Wednesday, November 24, 2010

"beating the gre 2010"


my wife will not be happy to read this, convinced as she is of the rightness of any attempt to better one's chances--specifically, my chances--at improving scores on tests, but the sad, simple truth is that the unabridged "beating the gre 2010," the online advertisement of which reads like it was cut-and-pasted by a committee for which english was not its native language and the audiobook of which she gave me to listen to while in the thick, is a tremendous waste of time. I know she won't believe me but I really did give it a try. I have listened to its 1st 2 hours--well, all right, I have skimmed through the 1st 2 hours--with the intent of finding anything worth listening to for more than a minute at a time while I was out walking and I must say I was more inclined to listen to the dogs barking in the distance and the nearer whine of chainsaws.

between being condescended to ("we know most of you would rather be at the beach, reading a good novel [?], or playing a video game than studying for the gre"--no, anyone who would rather do those things is doing them; anyone listening to this perky chippity voice regurgitating blase information from various websites devoted to "beating" the exam is presumably doing so because his school has been convinced of the fictions that the gre is an important test and that the better he does on it the better his chances of grad school success, so accord us the respect of listening because we want to) and being given the brushoff that "later on...later on...later on..." the service will tell us something important, there is absolutely nothing important to hear and no new information to be given.

I am not some neophyte bedazzled by the notion of the mysteries of graduate school. I took the gre nearly 30 years ago, having been driven to the testsite in connecticut by my parents because I couldn't sober up enough to leave on time and without having studied for it, and I passed it with a slightly above-average verbal score and a slightly below-average analytical score. a week ago I took a practice swipe at it again and had almost the same scores. in each case I did no figuring for any of the math, simply guessing at answers; if anything, my verbal scores have improved. trying to improve on simply passing is a waste of my time.
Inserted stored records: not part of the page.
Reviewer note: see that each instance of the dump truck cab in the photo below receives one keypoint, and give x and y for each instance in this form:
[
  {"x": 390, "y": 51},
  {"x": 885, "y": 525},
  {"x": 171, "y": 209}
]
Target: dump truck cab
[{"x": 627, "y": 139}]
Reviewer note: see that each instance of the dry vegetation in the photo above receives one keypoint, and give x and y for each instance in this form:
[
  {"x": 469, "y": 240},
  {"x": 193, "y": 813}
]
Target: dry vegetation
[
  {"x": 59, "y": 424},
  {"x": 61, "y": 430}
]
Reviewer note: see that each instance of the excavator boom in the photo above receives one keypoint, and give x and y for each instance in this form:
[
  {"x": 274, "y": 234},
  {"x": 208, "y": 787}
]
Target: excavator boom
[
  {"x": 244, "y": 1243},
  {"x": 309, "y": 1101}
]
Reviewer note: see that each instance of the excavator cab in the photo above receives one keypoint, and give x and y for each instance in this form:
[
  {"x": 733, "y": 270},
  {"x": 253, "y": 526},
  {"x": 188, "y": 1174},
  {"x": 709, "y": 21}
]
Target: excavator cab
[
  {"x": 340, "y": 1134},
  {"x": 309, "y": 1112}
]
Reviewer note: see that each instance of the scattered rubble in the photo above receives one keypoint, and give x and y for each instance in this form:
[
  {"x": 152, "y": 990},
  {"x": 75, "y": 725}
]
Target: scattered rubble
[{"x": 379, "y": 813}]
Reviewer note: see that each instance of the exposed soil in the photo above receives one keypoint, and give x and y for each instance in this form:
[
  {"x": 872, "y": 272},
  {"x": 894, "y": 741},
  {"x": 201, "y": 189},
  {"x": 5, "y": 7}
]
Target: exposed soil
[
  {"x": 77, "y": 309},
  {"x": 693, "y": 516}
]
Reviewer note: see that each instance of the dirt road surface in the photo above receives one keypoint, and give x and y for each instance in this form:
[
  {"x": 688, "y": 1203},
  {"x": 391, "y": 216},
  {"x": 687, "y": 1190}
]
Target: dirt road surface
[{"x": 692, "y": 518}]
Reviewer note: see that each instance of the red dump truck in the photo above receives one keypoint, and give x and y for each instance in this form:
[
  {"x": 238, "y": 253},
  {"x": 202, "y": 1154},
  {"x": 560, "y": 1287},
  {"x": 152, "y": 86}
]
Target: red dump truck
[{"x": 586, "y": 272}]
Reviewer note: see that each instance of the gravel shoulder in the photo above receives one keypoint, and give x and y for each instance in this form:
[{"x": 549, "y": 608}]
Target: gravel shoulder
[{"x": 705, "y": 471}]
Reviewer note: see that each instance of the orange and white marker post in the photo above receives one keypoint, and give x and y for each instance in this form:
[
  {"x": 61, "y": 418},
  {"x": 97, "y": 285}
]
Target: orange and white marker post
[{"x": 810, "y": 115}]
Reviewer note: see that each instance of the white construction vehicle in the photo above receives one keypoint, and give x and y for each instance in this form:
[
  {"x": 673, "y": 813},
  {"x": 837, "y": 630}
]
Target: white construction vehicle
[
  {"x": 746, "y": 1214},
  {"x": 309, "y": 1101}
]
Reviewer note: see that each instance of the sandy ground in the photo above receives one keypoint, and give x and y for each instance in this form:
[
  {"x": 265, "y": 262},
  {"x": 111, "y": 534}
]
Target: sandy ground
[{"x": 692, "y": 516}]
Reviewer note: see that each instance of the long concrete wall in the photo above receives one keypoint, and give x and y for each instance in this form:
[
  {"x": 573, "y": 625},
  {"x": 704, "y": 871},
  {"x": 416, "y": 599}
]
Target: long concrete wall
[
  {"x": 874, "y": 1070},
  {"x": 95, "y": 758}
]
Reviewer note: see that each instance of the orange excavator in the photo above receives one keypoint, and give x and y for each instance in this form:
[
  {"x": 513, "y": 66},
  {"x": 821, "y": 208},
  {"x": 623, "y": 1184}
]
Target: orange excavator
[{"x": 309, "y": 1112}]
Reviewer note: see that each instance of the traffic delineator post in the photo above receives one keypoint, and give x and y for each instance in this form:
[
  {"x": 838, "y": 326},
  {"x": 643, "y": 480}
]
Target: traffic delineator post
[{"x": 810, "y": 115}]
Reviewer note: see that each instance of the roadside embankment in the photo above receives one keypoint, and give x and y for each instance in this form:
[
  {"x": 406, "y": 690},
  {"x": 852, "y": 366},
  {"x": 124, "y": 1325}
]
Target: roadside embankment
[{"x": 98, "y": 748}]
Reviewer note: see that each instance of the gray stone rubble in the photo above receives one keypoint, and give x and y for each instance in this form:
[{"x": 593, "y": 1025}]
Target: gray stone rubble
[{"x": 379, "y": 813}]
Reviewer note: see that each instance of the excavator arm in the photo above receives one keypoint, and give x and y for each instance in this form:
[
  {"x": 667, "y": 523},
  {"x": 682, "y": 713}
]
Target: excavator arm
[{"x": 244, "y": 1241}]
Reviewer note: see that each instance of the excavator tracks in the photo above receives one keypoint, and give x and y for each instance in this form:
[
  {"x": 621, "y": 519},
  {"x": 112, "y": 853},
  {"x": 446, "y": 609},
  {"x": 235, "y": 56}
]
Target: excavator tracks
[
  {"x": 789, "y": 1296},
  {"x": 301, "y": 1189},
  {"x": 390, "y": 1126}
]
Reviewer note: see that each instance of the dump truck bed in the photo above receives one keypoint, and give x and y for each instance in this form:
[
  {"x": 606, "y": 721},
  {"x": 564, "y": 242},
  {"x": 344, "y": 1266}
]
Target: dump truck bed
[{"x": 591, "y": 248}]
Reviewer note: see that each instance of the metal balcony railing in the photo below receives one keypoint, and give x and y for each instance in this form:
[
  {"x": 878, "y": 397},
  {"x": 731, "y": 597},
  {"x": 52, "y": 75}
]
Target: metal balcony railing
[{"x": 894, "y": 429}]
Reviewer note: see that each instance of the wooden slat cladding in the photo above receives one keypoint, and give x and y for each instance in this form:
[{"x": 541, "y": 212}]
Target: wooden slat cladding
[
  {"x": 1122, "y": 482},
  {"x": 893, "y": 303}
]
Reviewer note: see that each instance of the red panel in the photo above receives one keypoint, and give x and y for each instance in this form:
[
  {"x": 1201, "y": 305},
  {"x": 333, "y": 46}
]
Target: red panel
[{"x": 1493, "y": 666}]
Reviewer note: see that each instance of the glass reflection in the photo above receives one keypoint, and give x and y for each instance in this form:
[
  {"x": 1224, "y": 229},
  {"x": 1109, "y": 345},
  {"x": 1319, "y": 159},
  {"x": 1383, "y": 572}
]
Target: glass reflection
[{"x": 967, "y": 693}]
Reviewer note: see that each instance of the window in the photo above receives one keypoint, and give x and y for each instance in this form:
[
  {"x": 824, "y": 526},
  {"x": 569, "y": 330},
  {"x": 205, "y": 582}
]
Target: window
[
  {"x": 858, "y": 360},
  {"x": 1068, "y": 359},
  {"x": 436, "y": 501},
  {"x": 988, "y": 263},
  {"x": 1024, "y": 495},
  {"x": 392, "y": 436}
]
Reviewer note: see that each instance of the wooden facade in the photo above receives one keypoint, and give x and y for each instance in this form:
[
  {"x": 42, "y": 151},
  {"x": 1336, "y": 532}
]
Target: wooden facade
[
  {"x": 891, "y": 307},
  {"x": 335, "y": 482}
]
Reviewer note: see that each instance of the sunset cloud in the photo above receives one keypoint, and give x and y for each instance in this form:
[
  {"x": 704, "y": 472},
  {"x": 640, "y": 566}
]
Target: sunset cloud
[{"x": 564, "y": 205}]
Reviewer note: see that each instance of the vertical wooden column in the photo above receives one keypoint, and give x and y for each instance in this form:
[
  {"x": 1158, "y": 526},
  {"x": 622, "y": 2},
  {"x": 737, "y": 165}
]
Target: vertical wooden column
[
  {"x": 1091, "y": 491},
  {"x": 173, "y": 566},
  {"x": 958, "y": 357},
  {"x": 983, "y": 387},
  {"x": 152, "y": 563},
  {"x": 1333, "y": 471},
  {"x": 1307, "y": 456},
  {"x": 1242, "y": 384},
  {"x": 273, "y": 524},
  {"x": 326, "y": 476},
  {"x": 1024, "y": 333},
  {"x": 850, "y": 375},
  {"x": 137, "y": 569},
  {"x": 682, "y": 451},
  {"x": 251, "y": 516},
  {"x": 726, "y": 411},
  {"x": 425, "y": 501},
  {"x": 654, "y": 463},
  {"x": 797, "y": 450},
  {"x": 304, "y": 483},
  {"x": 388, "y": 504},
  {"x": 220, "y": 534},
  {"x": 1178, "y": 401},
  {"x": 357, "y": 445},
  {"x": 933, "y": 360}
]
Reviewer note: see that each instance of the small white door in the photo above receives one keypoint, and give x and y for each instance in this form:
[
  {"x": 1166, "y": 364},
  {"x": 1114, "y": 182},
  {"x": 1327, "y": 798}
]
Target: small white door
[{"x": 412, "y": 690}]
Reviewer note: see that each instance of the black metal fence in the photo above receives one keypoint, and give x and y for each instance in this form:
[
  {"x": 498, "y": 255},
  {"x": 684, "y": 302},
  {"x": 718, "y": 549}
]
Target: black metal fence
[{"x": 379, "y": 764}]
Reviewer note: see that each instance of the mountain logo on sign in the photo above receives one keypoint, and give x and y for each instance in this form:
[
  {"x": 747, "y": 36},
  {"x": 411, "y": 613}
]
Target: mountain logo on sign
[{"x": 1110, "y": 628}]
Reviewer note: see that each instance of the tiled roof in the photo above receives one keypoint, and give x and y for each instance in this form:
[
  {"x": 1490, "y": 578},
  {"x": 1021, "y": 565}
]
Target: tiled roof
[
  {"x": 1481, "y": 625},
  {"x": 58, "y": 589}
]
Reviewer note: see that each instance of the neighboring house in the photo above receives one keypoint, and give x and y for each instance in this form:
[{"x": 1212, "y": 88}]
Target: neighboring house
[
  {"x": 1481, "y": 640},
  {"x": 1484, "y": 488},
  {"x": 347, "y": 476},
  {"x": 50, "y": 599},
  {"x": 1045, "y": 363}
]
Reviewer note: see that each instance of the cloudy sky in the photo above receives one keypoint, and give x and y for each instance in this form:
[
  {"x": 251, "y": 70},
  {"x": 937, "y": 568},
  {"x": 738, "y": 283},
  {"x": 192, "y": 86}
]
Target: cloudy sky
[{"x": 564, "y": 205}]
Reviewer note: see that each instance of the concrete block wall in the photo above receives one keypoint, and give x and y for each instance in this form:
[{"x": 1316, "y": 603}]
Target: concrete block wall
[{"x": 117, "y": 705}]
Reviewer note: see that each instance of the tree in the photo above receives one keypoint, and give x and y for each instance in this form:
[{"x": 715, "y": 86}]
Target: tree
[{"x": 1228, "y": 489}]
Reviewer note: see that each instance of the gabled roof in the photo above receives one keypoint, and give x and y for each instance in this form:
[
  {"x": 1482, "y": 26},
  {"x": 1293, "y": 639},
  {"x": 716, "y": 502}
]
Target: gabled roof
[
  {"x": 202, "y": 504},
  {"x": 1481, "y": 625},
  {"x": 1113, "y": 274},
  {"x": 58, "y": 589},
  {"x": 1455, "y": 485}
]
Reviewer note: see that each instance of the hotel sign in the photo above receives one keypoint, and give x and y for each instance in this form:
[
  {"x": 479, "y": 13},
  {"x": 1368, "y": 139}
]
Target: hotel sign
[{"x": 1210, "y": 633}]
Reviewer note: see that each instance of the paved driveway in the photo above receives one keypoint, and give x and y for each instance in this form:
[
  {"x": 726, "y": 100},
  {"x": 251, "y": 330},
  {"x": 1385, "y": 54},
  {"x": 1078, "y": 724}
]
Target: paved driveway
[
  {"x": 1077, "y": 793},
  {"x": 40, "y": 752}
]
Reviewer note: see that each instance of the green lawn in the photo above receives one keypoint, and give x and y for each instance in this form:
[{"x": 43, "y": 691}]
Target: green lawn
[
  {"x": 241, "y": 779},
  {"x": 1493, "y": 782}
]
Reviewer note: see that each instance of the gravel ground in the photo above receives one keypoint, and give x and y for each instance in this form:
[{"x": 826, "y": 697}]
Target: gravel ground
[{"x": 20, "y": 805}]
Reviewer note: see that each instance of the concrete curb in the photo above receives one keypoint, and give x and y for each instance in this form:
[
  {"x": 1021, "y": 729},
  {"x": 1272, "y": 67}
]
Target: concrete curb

there are legitimate questions about the accuracy of the gre in predicting either success or scholarship potential, and at the very least there is great reason to suspect that pigeonholing students using quantitative measures is ineffective. I refuse to work myself into a lather about taking the exam. my wife is convinced that our doing well on the gre will increase the likelihood of our receiving scholarships for seminary. that may be so. as I see it, doing well may be a good thing and it may make no difference at all (friends report their gre scores having no effect on their scholarship monies). at best I am in no worse place than I am now; taking the practice exam cold after 30 years of having not thought about any of this and guessing shows me passing. doing poorly on the exam will be a button off my shirt.

perhaps most telling: I stopped listening after the perky voice switched a number used in an example from "720" to "702" between the beginning and the end of the sentence. the answer might be the same--that "702 [or 720] is divisible by 9"--or it may not. but if it wasn't important enough for someone at the company to listen to for errors before it was released, it isn't important enough for me either. I echo frank's opinion.